The sanctions strangle Iran’s vital oil trade and are meant to force the renegade state to accept stricter limits on its nuclear program.
In addition, the Americans want the Iranians to limit its development of ballistic missiles and to stop supporting hostile proxies throughout the Middle East.
‘Death to the dictator. Time for you to step down!’ chanted protesters in social media videos posted by Iranians from inside the country.
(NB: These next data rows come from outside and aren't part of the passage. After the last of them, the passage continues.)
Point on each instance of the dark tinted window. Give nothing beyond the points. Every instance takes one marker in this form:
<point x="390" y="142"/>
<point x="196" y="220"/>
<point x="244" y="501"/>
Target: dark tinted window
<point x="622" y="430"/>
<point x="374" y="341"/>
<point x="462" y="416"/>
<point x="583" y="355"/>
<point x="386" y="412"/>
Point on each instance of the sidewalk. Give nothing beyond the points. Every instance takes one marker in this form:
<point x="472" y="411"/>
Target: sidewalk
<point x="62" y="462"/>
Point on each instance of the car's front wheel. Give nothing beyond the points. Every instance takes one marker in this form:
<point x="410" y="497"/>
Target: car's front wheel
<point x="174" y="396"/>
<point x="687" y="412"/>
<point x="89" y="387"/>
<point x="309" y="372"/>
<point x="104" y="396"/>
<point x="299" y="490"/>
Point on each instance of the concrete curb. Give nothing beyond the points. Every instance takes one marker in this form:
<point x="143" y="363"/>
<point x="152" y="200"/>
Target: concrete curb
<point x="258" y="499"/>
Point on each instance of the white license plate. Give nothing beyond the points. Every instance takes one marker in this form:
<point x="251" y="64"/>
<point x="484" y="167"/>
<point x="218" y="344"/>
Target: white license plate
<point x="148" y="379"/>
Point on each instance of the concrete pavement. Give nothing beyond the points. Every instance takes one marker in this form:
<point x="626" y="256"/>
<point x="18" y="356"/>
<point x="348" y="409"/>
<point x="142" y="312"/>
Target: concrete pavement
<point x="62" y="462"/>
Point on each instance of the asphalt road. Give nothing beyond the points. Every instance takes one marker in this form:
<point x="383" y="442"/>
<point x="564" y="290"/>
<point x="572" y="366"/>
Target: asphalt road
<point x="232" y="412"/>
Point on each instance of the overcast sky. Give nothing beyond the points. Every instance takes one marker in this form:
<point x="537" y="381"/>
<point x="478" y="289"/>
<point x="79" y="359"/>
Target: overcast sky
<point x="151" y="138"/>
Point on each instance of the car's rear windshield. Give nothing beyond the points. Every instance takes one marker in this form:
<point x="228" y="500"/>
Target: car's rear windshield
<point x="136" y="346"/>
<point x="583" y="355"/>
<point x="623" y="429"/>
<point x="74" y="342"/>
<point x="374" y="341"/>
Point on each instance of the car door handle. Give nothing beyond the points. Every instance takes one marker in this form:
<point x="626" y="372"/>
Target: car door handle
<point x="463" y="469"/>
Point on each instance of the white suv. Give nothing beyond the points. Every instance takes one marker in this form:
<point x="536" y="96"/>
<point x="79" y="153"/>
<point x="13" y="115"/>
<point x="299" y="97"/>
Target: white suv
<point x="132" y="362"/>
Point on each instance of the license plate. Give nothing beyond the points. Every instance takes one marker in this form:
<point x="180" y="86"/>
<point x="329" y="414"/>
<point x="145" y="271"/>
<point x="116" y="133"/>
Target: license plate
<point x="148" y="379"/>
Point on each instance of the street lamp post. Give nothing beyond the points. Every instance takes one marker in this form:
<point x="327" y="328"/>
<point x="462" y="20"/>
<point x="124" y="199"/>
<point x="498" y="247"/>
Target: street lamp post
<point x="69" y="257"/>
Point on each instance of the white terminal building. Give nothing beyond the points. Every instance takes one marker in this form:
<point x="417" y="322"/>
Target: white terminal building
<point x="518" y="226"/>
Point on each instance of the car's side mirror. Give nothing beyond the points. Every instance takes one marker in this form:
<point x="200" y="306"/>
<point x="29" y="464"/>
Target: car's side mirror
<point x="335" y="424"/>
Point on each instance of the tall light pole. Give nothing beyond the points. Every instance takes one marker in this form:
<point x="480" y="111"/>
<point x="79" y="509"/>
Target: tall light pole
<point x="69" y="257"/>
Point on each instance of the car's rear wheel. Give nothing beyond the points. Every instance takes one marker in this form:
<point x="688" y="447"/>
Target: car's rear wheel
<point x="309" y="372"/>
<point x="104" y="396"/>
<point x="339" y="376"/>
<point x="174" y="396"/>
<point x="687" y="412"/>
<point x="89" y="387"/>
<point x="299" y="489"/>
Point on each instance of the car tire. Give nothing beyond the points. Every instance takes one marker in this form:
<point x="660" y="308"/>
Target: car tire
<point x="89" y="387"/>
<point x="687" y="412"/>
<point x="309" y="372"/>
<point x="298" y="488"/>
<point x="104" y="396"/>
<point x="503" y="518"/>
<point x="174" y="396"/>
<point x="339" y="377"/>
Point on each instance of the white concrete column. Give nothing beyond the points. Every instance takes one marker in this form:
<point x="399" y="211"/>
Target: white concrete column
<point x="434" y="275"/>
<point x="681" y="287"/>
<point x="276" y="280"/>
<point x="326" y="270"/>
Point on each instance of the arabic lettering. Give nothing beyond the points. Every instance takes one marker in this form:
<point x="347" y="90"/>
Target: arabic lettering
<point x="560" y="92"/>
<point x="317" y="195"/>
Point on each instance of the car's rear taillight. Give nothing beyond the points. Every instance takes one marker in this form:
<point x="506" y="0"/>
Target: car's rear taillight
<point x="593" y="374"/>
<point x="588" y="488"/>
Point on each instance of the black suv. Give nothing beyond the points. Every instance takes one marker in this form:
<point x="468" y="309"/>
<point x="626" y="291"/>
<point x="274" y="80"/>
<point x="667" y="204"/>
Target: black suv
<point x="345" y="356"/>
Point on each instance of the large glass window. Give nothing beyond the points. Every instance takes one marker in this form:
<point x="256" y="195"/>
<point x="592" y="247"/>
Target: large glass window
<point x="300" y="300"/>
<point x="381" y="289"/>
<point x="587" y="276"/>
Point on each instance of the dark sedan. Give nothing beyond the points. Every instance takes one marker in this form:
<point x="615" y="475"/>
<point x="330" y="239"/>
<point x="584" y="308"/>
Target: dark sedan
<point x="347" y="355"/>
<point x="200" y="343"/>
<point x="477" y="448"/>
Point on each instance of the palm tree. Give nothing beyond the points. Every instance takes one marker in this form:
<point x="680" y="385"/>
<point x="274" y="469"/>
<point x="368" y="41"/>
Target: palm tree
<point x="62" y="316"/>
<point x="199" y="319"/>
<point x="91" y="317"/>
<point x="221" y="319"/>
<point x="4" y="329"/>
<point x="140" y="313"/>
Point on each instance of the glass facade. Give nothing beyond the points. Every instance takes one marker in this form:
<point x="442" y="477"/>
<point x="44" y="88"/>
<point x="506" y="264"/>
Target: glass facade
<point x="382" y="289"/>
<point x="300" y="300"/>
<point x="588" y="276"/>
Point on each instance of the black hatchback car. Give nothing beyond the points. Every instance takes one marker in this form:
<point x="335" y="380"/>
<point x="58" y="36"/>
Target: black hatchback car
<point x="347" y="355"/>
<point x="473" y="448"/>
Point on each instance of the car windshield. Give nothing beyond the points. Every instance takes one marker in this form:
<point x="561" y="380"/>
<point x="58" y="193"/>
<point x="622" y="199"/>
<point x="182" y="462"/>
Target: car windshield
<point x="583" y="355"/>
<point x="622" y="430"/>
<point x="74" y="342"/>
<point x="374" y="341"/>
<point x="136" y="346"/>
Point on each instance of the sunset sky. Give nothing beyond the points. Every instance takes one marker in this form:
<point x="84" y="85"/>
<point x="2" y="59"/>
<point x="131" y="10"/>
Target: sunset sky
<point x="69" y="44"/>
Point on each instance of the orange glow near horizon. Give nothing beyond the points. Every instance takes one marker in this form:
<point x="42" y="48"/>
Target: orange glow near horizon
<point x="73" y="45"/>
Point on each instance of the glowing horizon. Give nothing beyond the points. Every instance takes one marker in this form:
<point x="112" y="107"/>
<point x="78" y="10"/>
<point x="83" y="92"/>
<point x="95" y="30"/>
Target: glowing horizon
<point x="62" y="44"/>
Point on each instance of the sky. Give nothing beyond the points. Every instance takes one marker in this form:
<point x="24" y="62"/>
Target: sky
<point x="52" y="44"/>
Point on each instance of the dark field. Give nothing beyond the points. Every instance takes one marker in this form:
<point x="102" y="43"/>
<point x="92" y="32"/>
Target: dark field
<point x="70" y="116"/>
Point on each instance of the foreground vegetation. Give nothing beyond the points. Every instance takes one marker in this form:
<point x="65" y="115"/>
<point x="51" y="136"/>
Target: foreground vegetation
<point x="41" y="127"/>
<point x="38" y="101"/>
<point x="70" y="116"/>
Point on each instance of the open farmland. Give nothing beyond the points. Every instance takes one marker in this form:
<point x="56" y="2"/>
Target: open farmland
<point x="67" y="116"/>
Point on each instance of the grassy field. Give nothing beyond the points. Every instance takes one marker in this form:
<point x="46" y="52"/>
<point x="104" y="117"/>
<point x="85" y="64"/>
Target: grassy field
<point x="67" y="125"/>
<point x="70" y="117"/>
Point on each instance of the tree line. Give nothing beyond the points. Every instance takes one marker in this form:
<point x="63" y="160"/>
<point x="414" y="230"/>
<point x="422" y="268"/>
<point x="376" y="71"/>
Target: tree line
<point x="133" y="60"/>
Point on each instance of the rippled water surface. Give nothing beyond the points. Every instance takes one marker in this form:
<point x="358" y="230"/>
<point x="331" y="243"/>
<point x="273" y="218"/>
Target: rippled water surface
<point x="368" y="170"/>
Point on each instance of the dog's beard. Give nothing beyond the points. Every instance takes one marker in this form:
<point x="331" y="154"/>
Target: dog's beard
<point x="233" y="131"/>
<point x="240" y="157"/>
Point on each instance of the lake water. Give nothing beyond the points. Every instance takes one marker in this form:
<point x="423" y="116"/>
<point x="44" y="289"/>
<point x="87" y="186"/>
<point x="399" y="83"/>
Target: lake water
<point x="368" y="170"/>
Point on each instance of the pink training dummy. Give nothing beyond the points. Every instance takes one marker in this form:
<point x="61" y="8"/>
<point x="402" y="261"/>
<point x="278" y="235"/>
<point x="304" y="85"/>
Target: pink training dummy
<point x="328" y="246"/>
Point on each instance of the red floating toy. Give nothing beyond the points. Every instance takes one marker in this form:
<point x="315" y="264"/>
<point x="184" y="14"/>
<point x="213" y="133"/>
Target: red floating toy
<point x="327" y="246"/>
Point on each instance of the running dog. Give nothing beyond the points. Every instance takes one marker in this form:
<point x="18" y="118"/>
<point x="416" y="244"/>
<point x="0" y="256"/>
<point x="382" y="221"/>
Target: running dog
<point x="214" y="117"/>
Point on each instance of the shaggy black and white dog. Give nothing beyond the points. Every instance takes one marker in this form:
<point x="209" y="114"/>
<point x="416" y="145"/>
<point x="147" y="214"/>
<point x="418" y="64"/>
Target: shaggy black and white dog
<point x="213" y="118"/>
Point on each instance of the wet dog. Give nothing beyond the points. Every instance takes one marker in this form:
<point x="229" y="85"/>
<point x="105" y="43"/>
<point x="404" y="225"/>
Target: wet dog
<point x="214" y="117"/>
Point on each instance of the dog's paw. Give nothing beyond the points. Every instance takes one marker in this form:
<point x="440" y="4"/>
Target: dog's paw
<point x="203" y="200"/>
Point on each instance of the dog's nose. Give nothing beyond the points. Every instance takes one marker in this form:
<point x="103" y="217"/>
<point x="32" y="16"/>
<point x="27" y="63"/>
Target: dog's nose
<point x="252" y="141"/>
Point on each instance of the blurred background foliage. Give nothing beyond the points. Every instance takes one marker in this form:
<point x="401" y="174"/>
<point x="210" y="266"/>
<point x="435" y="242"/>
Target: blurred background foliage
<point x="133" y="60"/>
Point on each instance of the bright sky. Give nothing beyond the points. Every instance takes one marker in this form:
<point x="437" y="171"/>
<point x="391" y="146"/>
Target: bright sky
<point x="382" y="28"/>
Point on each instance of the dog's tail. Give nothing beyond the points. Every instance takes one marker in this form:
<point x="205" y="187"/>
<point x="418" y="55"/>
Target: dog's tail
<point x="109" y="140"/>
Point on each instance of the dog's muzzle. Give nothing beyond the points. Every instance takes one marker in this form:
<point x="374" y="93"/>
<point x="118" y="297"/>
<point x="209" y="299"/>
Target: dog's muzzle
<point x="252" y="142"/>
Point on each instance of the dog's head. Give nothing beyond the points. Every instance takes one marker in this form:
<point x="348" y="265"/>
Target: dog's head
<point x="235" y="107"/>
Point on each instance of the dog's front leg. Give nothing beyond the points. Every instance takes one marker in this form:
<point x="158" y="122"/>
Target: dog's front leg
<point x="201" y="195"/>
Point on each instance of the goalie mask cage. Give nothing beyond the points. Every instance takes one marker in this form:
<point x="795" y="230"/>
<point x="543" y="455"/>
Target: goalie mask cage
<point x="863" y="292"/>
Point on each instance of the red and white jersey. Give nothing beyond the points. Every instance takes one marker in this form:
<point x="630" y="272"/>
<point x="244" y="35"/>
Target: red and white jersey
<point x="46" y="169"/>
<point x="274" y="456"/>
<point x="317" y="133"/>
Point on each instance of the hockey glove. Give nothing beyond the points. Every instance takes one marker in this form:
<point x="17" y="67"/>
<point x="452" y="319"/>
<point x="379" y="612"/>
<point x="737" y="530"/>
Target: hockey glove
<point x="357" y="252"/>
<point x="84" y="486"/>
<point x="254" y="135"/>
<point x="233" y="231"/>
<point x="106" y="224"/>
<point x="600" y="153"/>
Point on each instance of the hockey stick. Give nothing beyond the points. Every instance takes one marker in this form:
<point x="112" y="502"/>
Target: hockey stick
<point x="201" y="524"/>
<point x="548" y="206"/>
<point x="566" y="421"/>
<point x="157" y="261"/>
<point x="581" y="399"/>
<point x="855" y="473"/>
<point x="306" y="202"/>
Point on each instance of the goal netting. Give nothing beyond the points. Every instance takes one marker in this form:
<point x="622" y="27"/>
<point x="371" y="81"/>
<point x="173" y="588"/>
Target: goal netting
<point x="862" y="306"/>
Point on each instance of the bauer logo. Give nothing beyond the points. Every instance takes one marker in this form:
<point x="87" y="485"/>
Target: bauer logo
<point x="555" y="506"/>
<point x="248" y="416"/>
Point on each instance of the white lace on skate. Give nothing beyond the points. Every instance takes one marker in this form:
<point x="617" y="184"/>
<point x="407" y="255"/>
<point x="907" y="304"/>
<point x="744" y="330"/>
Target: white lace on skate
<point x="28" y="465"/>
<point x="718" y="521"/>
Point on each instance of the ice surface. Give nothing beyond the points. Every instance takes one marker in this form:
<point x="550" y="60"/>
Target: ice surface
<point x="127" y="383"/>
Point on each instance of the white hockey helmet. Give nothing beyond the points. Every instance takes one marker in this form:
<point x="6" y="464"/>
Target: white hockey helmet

The images have not been verified.
State authorities warned ‘rioters’ of severe punishment if unrest continued.
They said late last week disturbances had ceased, although unverified videos posted on social media after restrictions on internet access were partially lifted suggested sporadic protests were continuing in parts of the country.
Washington has sided with Iran’s protesters, while France and Germany have expressed deep concern over reports of many deaths during the demonstrations.
Rights group Amnesty International said last week security forces had fired into crowds of protesters from rooftops and in one case from a helicopter.
Social media footage showed dozens of police on motorbikes driving into crowds and attacking protesters with clubs.
Other videos showed police firing at people with live ammunition.
Iran has rejected Amnesty’s death toll figures as speculative, saying several people, including members of the security forces, had been killed and more than 1,000 people arrested.
The Center for Human Rights in Iran, a New York-based advocacy group, said the number of arrests was likely closer to 4,000.
A young protester in Tehran said: ‘My cousin has been arrested. We don’t know where he is and whether he is alive or not.’
Some Iranian lawmakers have called for ‘the execution of ‘ringleaders of the riots’.
Anxious to curb support for the unrest, authorities blocked internet access for several days before partially restoring it on Thursday.
Washington imposed sanctions on Iran’s information minister for his role in ‘wide-scale internet censorship’.